Er fragt sich, ob das Thema Mobilität schon mal philosophisch beleuchtet wurde. Wenn, dann in Frankreich. Die dortige philosophische Szene ist lebendig, wenn es um die Reflexion popkultureller Phänomene geht.
Er stößt auf Paul Virilio: Philosoph, Journalist, Kunstglaser-Meister, selbsternannter
Architekt - und Begründer der Dromologie. Bitte was? Diesen Begriff hat unser Philosoph noch nie gehört. Er findet heraus, dass damit die „Wissenschaft“ vom Wesen und den Auswirkungen der Geschwindigkeit gemeint ist.

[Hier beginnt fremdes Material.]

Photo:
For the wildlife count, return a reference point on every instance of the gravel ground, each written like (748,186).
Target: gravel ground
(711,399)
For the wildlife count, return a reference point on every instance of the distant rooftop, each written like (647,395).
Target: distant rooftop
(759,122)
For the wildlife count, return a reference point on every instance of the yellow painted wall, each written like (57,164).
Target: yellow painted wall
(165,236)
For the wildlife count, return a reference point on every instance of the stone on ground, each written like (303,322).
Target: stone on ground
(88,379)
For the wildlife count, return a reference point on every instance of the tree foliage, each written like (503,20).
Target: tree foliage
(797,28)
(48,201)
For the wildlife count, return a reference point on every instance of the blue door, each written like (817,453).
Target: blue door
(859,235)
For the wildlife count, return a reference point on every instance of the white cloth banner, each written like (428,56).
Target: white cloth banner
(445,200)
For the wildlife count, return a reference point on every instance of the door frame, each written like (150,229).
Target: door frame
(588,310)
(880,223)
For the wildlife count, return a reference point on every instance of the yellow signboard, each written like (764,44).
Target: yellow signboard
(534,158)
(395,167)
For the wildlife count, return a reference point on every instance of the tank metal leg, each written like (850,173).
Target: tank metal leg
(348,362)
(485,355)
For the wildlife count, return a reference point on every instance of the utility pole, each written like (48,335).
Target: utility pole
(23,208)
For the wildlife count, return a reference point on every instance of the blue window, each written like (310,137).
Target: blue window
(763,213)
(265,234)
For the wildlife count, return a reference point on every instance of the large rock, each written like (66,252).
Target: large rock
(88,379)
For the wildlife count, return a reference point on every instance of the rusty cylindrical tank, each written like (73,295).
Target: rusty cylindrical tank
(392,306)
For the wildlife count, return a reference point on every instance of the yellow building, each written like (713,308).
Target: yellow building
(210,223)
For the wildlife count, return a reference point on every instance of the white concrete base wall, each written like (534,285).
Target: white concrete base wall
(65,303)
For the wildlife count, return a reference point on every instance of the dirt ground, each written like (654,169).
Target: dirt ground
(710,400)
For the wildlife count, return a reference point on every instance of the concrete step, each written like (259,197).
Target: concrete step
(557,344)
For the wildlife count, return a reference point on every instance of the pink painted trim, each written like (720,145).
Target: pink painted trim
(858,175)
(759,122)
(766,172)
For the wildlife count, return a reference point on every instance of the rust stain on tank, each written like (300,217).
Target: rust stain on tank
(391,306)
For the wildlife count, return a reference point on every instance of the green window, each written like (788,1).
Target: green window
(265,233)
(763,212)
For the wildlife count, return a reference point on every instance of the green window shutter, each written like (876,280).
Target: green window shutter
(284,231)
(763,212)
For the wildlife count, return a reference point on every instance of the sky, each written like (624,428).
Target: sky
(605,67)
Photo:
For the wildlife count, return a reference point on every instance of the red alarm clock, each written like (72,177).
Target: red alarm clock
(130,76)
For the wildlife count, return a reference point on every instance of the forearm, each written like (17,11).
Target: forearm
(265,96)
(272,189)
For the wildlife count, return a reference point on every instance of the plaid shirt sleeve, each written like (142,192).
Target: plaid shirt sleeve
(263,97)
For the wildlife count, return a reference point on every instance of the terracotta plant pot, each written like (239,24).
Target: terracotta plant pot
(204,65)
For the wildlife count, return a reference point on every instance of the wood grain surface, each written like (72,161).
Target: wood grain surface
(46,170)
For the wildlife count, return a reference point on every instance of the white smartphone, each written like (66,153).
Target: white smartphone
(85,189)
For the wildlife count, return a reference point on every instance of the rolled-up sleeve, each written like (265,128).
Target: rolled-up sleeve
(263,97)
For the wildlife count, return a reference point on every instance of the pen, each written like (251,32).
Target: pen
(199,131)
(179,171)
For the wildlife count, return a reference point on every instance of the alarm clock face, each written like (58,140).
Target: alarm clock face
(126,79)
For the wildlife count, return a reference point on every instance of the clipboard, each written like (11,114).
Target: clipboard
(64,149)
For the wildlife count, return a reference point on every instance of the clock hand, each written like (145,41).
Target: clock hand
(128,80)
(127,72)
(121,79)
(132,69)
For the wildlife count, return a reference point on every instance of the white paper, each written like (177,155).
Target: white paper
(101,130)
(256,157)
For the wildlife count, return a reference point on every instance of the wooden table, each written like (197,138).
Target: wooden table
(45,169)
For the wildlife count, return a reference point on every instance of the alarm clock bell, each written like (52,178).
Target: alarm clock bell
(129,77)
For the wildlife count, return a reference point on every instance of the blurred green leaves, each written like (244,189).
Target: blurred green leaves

Für Virilio ist das Auto der metallgewordene Traum vom menschlichen Körper in vollkommender Stärke. Aber:
„Das Fahrzeug, das am Straßenrand steht, ist nichts als ein Sofa mit vier oder fünf Plätzen.“
Spannend wird es, wenn sich das Fahrzeug in Bewegung setzt, wenn es seine Passagiere mitnimmt zum Endpunkt der Reise - ans Ziel. Dabei geht die gesamte Fuhre von einem Bewegungszustand zum nächsten über. Wie einzelne Bilder, die zusammen eine Filmsequenz ergeben. Spontan denkt unser Philosoph an Zenons Pfeil-Paradoxon.
Was bei niedrigen Geschwindigkeiten deutlich ist, wird bei hohem Tempo verschwommener.
„Zwischen zwanzig und zweihundert Stundenkilometern ist die Deutlichkeit des vorbeihuschenden [sic] Bildes radikal verschieden.“
„Die Schnelligkeit ist unerhört, die Blumen am Weg sind keine Blumen mehr, sondern Flecken oder eher noch rote und weiße Striche.“
Aus diesem Grund fährt unser Philosoph niemals schneller als 120 Stundenkilometer. Beim seitlichen Blick aus dem Autofenster wird ihm nämlich schummrig. Ähnlich ergeht es ihm mit Virilios kryptischen Sätzen:
„Aufbrechen heißt auch, sich fortbewegen, den Bahnsteig, den Hafen hinter sich lassen und losfahren, heißt darüber hinaus, auf seine Ruhe zu verzichten, sich der Gewalt der Geschwindigkeit hingeben […].“
Wenn unser Philosoph richtig verstanden hat, ist Geschwindigkeit die Kraft, die Menschen jäh von Orten trennt. Zugleich ist jeder Aufbruch ein Abbruch unserer Kontakte. Immer lässt man etwas oder jemand zurück. Statt zu bleiben, fährt man woanders hin. An die Stelle der Sesshaftigkeit im Raum tritt die Sesshaftigkeit in der Zeit.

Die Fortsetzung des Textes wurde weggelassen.